Thursday, January 13, 2011

THE MYSTERIOUS ISLAND (1929)



PHENOMENALITY: *marvelous*
MYTHICITY: *fair*
FRYEAN MODE: *drama*
CAMPBELLIAN FUNCTION: *sociological*

Like TARZAN THE TIGER, reviewed here, 1929's adaptation of the Jules verne novel MYSTERIOUS ISLAND appeared on the cusp between silent and sound films, and like TIGER, ISLAND met the challenge by mixing in scenes of spoken dialogue along with scenes with silent actors and title cards.

Unlike TIGER, MYSTERIOUS ISLAND has almost no resemblance to its source material.
In Verne, the island of the title is simply an ordinary island where the protagonists become shipwrecked, and where they encounter Captain Nemo and his submarine the Nautilus, holed up on the isle long after the events of 20,000 LEAGUES UNDER THE SEA.

In this film, the "island" of the title is a volcanic isle where the main character builds not one but two submersible crafts in an unspecified time before submarines as such have been invented. Said main character, essayed by Lionel Barrymore, is not Captain Nemo, but borrows his name from the "secret identity" of Nemo as related in the Verne book, which was "Dakkar." However, Verne's Nemo in that book was East Indian (though the Nemo of the first book was given a nonspecific European heritage), and this "Dakkar" goes back to being European. His island laboratory is just off the case of a fictional, Slavic-looking country called "Hetvia," from which comes the villain, Baron Falon. Where Dakkar is a high-minded scientist out to use his submarines to improve human life, Falon invades the laboratory with the intention of taking the vehicles and using them for world conquest.

The only other two characters of importance are Dakkar's sister Sonia and her lower-class boyfriend Nikolai. Early in the story Dakkar, while feigning friendship with Dakkar, protests an alliance between highborn Sonia and lowborn Nikolai, but Dakkar demonstrates that despite being a European he's got an American sense of egalitarianism and treats Nikolai as a worthy suitor. That's about all one can say about Sonia and Nikolai, who are otherwise just the conventional operetta-style romantic couple.

The sociological myth here, then, is embodied by Dakkar and Falon: between progressive, democratic science-as-inquiry and retrograde, aristocratic science-for-conquest.
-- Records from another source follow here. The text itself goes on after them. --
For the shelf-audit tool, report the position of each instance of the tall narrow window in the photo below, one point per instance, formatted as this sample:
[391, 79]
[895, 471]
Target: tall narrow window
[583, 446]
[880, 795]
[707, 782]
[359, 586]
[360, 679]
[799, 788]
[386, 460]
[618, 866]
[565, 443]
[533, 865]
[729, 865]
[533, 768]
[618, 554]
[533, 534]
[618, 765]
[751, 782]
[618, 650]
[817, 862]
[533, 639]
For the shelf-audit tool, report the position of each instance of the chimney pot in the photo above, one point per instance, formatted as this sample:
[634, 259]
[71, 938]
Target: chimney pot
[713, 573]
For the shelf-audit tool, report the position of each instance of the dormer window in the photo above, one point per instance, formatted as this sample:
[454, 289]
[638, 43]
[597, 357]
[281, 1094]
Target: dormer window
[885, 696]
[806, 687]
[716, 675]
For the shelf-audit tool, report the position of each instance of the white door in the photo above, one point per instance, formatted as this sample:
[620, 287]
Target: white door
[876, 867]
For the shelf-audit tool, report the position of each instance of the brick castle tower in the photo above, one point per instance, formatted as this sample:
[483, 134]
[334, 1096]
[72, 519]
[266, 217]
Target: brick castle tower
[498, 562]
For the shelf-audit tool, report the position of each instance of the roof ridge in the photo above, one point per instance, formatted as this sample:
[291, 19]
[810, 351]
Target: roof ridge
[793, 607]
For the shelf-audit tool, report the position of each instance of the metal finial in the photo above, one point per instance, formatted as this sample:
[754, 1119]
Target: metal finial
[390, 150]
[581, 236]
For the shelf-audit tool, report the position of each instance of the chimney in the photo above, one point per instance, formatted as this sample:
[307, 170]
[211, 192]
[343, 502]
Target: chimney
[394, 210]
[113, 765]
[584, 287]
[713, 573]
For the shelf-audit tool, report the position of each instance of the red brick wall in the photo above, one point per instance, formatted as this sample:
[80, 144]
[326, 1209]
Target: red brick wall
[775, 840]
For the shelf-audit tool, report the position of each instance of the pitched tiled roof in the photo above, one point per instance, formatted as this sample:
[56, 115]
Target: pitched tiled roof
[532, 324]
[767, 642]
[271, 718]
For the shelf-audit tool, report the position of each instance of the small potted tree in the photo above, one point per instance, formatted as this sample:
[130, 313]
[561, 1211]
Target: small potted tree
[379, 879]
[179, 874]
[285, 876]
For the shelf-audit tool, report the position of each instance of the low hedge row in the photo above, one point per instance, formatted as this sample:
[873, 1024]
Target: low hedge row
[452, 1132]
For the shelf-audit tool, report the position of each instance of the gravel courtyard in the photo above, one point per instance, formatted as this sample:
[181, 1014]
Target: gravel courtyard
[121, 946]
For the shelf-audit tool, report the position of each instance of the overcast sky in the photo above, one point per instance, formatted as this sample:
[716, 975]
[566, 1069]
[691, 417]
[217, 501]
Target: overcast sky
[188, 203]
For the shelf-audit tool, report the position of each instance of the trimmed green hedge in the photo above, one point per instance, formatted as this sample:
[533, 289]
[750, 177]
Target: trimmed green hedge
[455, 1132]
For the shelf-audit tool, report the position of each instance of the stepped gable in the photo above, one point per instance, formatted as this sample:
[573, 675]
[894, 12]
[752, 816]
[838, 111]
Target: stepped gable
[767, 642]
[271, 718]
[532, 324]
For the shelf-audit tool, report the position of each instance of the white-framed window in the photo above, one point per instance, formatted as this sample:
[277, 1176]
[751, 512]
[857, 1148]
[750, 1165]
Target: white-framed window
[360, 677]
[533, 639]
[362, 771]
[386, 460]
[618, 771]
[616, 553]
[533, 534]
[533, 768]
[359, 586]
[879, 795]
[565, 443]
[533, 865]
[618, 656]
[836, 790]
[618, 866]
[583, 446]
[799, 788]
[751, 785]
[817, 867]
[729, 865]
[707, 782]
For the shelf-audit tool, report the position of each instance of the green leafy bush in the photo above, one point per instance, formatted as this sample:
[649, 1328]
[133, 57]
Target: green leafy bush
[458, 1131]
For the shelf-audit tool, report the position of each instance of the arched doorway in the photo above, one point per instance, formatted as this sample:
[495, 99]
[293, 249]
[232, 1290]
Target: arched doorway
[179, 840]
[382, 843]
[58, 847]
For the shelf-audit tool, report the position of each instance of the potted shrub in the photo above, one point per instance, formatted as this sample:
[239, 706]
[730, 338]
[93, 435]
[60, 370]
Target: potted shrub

ISLAND evokes these elements reasonably well, though nothing in Lucien Hubbard's script begs one to sit up and take notice.

The strongest scenes are those depicting the two submarines-- each crewed by one of the opposing forces-- struggling for existence on the ocean floor. They stumble across an undersea civilization of duck-faced humanoids who have never been off the ocean floor; whether they're meant to be evolutionary branch-offs or just freaks of nature is left to one's imagination. A particularly strong scene has the duck-men go mad when exposed to blood in the water from a wounded surfaceman.

Many "adventurous" things happen here but the Fryean mode is that of drama, stressing heroism less than tragedy. After Falon's defeat Dakkar, already wounded unto death, nobly orders his research destroyed before he too perishes, implicitly leaving the proper exploration of science up to future generations.

On a side-note the film was a commerical and critical disaster. Some experts have speculated that its failure might have stalled the appearance of science fiction as a pure genre in the cinema for many years thereafter.